»Es wäre weit teurer als das bisherige System«
Interview: Gitta DüperthalDer Berliner CDU/SPD-Senat behauptet, mit der geplanten Einführung der Bezahlkarte für Geflüchtete Geld und Verwaltungspersonal einsparen zu können. Der Flüchtlingsrat Berlin kritisiert sie dagegen als »kostenintensiv und Steuergeldverschwendung«, gerade auch angesichts des verhängten Ausgabenstopps des Berliner Finanzsenators Stefan Evers von der CDU. Wie kommen Sie darauf?
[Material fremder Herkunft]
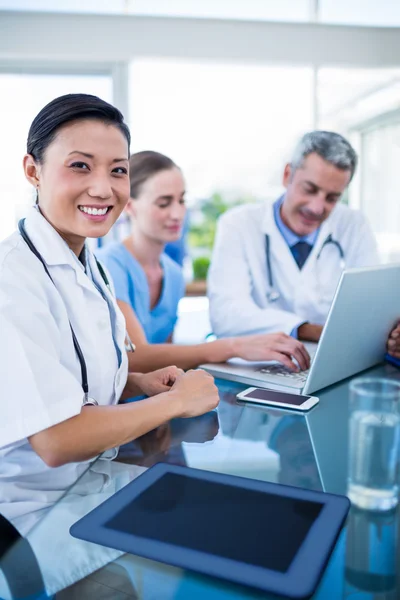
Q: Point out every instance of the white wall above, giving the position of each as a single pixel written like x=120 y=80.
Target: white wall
x=26 y=38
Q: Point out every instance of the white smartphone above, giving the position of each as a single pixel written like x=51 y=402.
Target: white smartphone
x=278 y=399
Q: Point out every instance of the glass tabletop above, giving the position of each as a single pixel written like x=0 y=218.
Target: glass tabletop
x=305 y=450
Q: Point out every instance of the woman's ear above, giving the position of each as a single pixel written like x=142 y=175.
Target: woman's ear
x=31 y=170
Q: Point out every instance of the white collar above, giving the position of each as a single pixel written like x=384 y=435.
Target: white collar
x=49 y=243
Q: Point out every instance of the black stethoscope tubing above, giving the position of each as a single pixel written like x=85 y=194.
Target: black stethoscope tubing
x=275 y=295
x=78 y=349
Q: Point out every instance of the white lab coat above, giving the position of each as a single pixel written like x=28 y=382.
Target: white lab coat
x=238 y=280
x=40 y=374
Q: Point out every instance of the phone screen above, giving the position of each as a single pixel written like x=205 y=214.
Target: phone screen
x=278 y=397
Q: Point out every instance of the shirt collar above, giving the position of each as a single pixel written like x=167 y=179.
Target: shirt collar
x=53 y=249
x=289 y=236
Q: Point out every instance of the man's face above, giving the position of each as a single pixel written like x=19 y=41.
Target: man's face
x=312 y=192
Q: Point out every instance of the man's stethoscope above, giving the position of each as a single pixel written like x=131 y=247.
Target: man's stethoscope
x=129 y=346
x=273 y=295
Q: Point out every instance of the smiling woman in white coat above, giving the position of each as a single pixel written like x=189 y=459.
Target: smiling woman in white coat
x=63 y=362
x=276 y=266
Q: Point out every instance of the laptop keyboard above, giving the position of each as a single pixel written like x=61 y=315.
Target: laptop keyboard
x=285 y=372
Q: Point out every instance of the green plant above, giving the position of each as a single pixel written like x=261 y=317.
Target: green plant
x=200 y=267
x=202 y=234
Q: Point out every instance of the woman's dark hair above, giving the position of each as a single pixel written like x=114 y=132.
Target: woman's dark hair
x=145 y=164
x=66 y=109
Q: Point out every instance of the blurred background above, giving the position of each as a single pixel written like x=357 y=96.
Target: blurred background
x=223 y=87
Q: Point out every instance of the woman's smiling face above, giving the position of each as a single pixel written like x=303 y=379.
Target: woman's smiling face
x=83 y=180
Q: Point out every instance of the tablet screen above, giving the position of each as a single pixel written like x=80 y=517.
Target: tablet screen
x=245 y=525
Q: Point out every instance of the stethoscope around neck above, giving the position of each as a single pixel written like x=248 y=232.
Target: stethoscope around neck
x=273 y=295
x=130 y=347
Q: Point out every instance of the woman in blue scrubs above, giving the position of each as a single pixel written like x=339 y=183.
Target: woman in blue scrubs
x=149 y=284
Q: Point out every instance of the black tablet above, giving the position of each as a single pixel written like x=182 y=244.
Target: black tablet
x=273 y=537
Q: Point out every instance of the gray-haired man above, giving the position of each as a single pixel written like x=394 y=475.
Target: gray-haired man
x=276 y=265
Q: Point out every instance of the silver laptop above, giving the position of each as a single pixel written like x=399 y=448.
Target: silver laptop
x=363 y=312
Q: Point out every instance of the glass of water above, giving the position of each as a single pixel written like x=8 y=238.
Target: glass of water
x=374 y=443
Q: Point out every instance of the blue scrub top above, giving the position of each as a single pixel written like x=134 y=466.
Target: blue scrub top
x=131 y=286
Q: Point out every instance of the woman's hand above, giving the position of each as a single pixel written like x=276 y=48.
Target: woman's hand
x=195 y=392
x=274 y=346
x=393 y=345
x=157 y=382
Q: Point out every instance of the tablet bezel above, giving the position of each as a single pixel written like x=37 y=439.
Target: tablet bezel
x=299 y=581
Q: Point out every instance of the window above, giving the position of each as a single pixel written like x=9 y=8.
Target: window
x=21 y=98
x=230 y=127
x=284 y=10
x=360 y=12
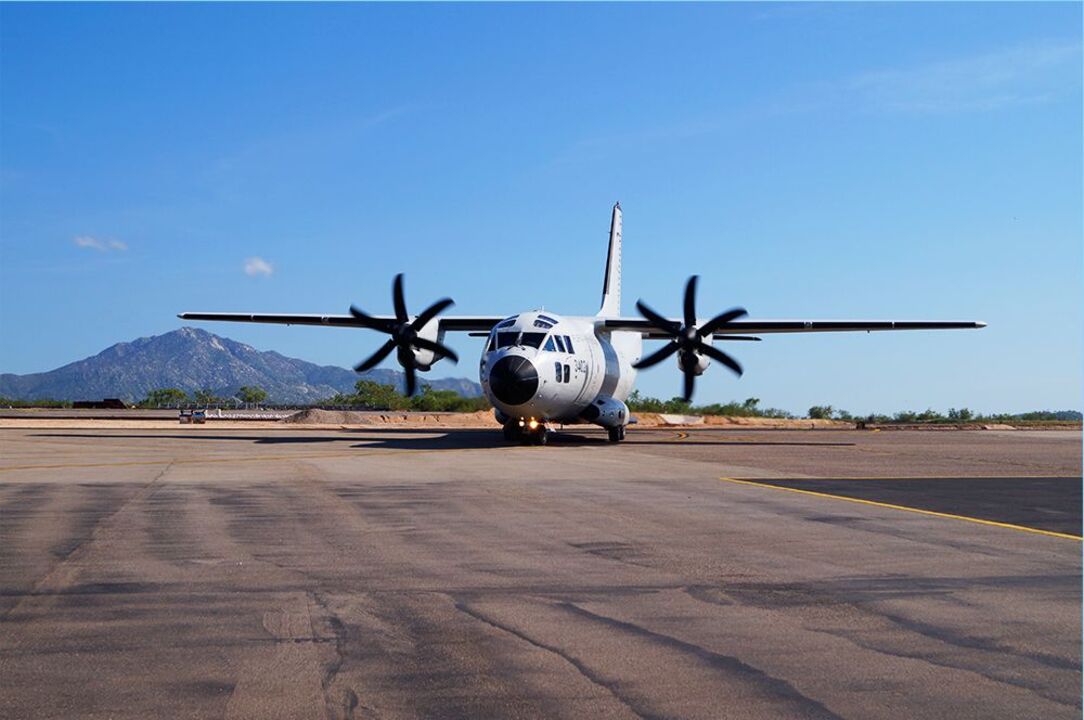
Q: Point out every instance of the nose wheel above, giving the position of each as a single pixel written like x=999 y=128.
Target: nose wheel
x=526 y=433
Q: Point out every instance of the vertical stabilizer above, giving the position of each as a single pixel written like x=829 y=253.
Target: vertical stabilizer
x=611 y=283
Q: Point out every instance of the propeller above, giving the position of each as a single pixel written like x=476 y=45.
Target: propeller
x=687 y=339
x=403 y=331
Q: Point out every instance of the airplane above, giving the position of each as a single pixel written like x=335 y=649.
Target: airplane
x=539 y=368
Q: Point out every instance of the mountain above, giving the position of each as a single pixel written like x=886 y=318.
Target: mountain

Für Berlin werden die Kosten der Bezahlkarte nach Presseberichten auf bis zu sechs Millionen Euro pro Jahr geschätzt. Weiterhin wird der Senat Gebühren begleichen müssen, die die Geflüchteten logischerweise gar nicht bezahlen können, etwa für Überweisungen. Deshalb ist mitunter auch von bis zu zehn Millionen Euro die Rede. Daran verdienen Unternehmen wie Visa, in Kooperation mit weiteren Profiteuren aus der Banken- und Finanzbranche wie Secupay, Publik, SAP, Nortal und Giesecke und Devrient, die sich so an Steuergeldern bereichern. Durch dieses breitgefächerte Gewirr an Firmen, die an diesem Versuch der Repression gegen Geflüchtete mitverdienen wollen, wird das ganze Unterfangen komplett unkontrollierbar. Fest steht: Die Bezahlkarte würde weit teurer werden als das bisherige System. Zum Vergleich: Die Zahlstelle für die Bargeldauszahlungen des Landesamts für Flüchtlingsangelegenheiten, LAF, kostet das Land inklusive Personalausgaben jährlich 366.000 Euro.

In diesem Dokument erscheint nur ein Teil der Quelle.